As the years passed, gradually various other musicians appeared, first tentatively, on a song or two, then increasingly, until “Jandek” became a collective as much as a person. At the same time, the music became more extroverted. Jandek switched from acoustic to electric guitar and added a drummer; the shy whispers of the early LP’s gave way to harsh, even crazed sounds. Then he started sharing more and more of the vocal duties with a woman, “Nancy”, and added a second guitarist. The music changed again, becoming more melodic and structured and increasingly incorporating recognizable styles of music: blues, folk, sixties rock. He even put a few sharp, contemporary photographs of himself on his album covers instead of old blurry ones.
Suddenly, in 1993 Jandek made an about face. After one last group track, a long crazed improvisation called “The Electric End”, he said goodbye again to electric instruments, collaborators, and conventional styles. Since then he’s been alone again, usually with just his acoustic guitar. He went without even that on three consecutive voice-only discs in 2000 and 2001. Since then, he’s picked up acoustic guitar again as well as electric guitar, fretless electric guitar, and fretless electric bass.

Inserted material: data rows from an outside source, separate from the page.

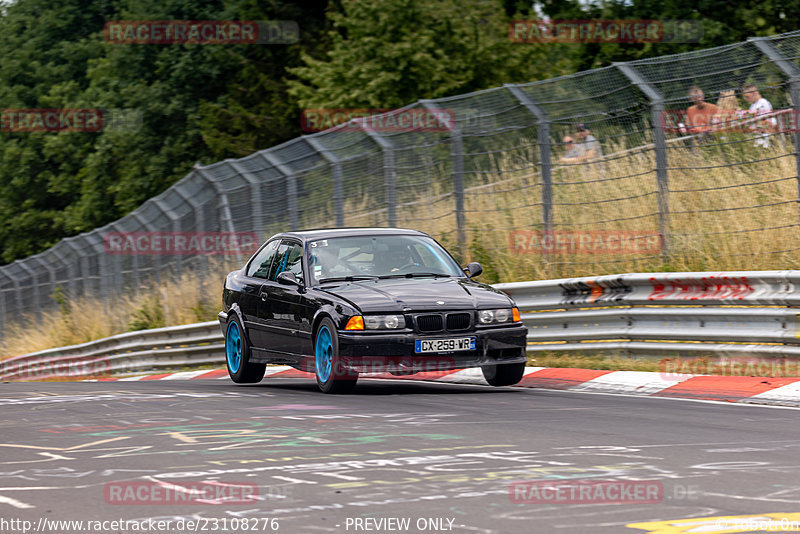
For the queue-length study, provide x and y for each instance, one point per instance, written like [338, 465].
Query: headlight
[391, 322]
[502, 315]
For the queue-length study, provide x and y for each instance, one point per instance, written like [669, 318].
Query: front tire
[237, 355]
[332, 377]
[506, 374]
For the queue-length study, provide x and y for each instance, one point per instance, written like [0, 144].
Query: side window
[259, 267]
[289, 258]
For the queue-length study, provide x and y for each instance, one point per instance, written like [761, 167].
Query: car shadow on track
[371, 386]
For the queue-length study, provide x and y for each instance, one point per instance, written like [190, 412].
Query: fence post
[389, 171]
[765, 46]
[336, 171]
[63, 261]
[175, 223]
[543, 138]
[291, 186]
[660, 146]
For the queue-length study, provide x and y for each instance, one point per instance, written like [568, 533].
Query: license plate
[444, 345]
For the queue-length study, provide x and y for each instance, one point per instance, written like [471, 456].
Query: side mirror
[473, 269]
[287, 278]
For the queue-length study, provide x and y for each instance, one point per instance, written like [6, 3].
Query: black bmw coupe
[347, 301]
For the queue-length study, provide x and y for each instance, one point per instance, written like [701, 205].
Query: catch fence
[494, 186]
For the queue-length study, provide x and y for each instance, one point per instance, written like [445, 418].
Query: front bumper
[394, 352]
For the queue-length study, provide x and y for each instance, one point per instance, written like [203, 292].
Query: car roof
[327, 233]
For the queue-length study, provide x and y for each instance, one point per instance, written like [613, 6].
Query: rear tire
[506, 374]
[332, 377]
[237, 355]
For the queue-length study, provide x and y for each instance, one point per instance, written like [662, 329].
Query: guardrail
[170, 347]
[659, 314]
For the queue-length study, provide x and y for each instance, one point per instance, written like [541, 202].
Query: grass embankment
[731, 208]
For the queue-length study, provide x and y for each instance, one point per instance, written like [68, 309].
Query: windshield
[389, 256]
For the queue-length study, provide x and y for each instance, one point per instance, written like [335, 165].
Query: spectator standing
[571, 152]
[759, 106]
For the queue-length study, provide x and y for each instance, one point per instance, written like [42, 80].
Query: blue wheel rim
[233, 347]
[324, 354]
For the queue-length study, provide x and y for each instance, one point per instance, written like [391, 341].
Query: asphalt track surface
[395, 456]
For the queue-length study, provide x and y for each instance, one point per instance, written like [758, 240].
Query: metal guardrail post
[389, 172]
[660, 146]
[291, 186]
[336, 171]
[766, 47]
[543, 138]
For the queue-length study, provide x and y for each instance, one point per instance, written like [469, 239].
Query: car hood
[419, 294]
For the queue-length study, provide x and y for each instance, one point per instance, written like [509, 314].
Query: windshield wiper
[351, 278]
[414, 275]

Jandek dropped a bomb on his audience in October 2004 when he came out of decades of hiding and played an unannounced show in Glasgow. There’s been a string of shows since, most of which have followed the same basic format as the first: Jandek sings and plays guitar, dressed all in black and backed by local musicians on bass and drums. The group rehearses only once, the afternoon of the show. The music is electric, loud, and largely improvised. For each show Jandek writes a whole new set of lyrics, which he keeps on a music stand in front of him.
But other shows have been change-ups. The music might be quiet instead of loud; Jandek might play piano or electric organ instead of guitar; or recite a spoken word piece punctuated by harmonica; or sit in on drums with a noisy power trio. One audience witnessed an enactment of the primal Jandek scene: a man alone with his acoustic guitar.
The only thing you can count on is he never looks at the audience once.